耐久性が著しく落ちるとかいっても、実感は出来ませんでしたね。なんせ、高回転をずーーと維持するようなベアリングではなく、一瞬高回転になってあとは通常回転ですから、ボールの熱膨張とかもほとんど起きないだろうし、回らなくなるほど焼きついてしまったリール用ベアリングというのを見たことがないので、せいぜい、寿命がナンボか短くなる程度のモンだと思います。

オープンにした場合、余分なオイルをはじき出してくれるため、オイル量が多すぎる場合は、勝手に排出して回転性能を適正に修正してくれます。一方、シールドアリだと、オイルが出れずに、回転に悪影響を与えます。

だいたいが、リールのメンテの時に、ホントにホントに適量を毎回入れられるでしょうか。IOSなんかでは、半滴〜1滴が適量とされていますが、目薬容器を絞る時の力で、一滴の量は変わります。

そして、シールドアリだと、完全脱脂がしにくいので、前回のオイルが微妙に残っていることだっておおいに考えられます。

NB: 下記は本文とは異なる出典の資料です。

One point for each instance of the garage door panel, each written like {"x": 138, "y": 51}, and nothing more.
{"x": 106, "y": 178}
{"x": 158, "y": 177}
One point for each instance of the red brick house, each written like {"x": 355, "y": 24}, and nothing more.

ということは、シールドをつけていることで、オイルが多くなりすぎる可能性が高くなるというわけです。

オイルは、多すぎる場合と、少なすぎる場合だったら、少なすぎる場合のほうが性能がいいです。

そのため、私はシールドがないほうが良いと思います。

結論としては、スプールベアリングはオープンベアリングのほうが良いと思います。


まとめ
一番性能がいいのは、アベイルのアルミハウジングベアリング。転動体のボール径が小さく、従って摩擦が小さくなるから。ところがもう売ってない為、使用出来ない。

実験の結果で分かったのは、2ヶ月で交換するのが一番良い。コストを考えると、定期的な交換はSICBBなんかのハイエンドBBでは無理。そのため、10−4−4サイズのOEM先であるミネベアが一番良い。値段は1個260円。

シールドに関してはオープンのほうが良い。余分なオイルを出してくれるのと、メンテナンス時に、古いオイルや、もともと付いていたグリスを落とすのが便利だから。

まとめると、

ミネベアの汎用ステンベアリングをオープンにして、それを2ヶ月のOHごとに新品に交換すること。これが究極のスプールベアリングです。